SVM modeling with different sizes of feature wavenumbers. The curves of predictive accuracy (A) and kappa (B) values increase as the sizes of top features grow. Top 50 feature wavenumbers are selected in final SVM, and the top 50 feature wavenumbers (including top 4) were marked on the average spectra; (D) ROC in predicting pleural effusion classes for the test set by SVM mode with top 50 features.

Discussion and conclusion

Our study applied several machining learning approaches in NIRS analysis to classify malignant and benign pleural effusion samples, through which a rapid, convenient and accurate diagnostic method was successfully developed.

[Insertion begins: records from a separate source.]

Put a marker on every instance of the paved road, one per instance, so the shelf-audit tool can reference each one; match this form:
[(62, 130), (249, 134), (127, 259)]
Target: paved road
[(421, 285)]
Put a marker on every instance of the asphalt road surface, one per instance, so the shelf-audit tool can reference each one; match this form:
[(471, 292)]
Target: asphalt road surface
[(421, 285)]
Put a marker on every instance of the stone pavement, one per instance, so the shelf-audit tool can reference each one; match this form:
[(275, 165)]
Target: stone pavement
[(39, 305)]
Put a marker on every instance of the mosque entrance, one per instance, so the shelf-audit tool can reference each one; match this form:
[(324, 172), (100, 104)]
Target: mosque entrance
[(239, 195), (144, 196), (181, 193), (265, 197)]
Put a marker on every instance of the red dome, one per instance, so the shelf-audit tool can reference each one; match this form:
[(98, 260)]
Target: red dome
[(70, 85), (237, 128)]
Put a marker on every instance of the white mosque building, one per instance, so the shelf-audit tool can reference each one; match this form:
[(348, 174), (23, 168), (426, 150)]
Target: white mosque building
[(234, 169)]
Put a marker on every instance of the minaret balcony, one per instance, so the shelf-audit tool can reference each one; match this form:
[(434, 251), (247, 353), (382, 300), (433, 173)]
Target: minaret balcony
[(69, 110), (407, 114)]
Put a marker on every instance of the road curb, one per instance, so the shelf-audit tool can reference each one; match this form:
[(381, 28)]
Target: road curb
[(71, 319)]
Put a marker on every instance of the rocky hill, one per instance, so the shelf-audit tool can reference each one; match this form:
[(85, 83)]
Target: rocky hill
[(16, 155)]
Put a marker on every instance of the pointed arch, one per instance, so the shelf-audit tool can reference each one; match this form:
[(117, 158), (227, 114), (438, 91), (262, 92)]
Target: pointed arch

The diagnostic performance of NIRS has been investigated in the past studies. For example, Chen et al. established a NIRS based method to distinguish between normal and malignant colorectal tissues17. However, to the best of our knowledge, our study is the first one that applyed NIRS to the classification of pleural effusion. MPE usually indicates advanced development in cancer, which contributes to a unique cancerous microenvironment that is significantly different from the surrounding healthy tissues, featured with variations in metabolites including proteins and lipids1,8,10,21. Therefore, NIRS can be used to distinguish the variation of chemicals in samples 17,18,19,20.

Although the NIRS of malignant and benign samples overlapped to a great extent, additional application of machine learning aided in the separation of malignant and benign samples and some spectral regions that are of high diagnostic values were detected. According to our previous metabolomics results using the same samples, malignant pleural effusion differs from benign samples in metabolites like acylcarnitines, oxidized polyunsaturated fatty acids (PUFAs), and ether lipids23. In line, the top 50 diagnostic wavenumbers detected by SVM-RFE denoted functional groups including CH, CH2, and CH3, NH, free and bound OH. The spectral intervals of CH2 and CH3 arisen from stretching vibrations at 5577 to 5889 cm−1 of the first overtone, and that of OH of stretching vibrations at 7077 to 7093 cm−1 and at 9977 to 9981 cm−1 denoted the change in ether lipids. In addition, CH group of combined vibrations of second overtone was detected at 7227 to 7247 cm−1 together with the aforementioned OH groups explained the existence of oxidized PUFAs. Acylcarnitines can also be annotated in terms of the NH (at 6306 to 6618 cm−1), CH, and OH detected.

Compared to the traditional diagnostic methods, such as cytological or histological examinations, our method is simpler and more convenient since the supernatant of the pleural effusion sample is the only need. Hence our method could be a supplementary tool when there are difficulties in collecting malignant cells or tissues. In addition, compared to the high throughput method, such as metabolomics, our NIRS method is more economical, less time- and labor-consuming, and needs no additional sample preparation. Altogether, our NIRS method is worthy to be further developed for clinical application.

At present, NIRS-SVM has been considered as the best model for pleural effusion classification. SVM algorithm is fast and has a high predictive performance for pleural effusion classification. Compared to models using the whole spectra, SVM with the top 50 features is less complex and more stable in application, and worthy to be further investigated.

The major limitation in our study is that our cohort size was relatively small. In addition, the types of pleural effusions were too limited. A larger cohort with more types of pleural effusions could be studied in the future. In conclusion, our study provided an idea that NIRS could be a helpful tool in the classification of pleural effusion, with advantages of high speed and accuracy, which might improve the current clinic diagnostic methods for MPE.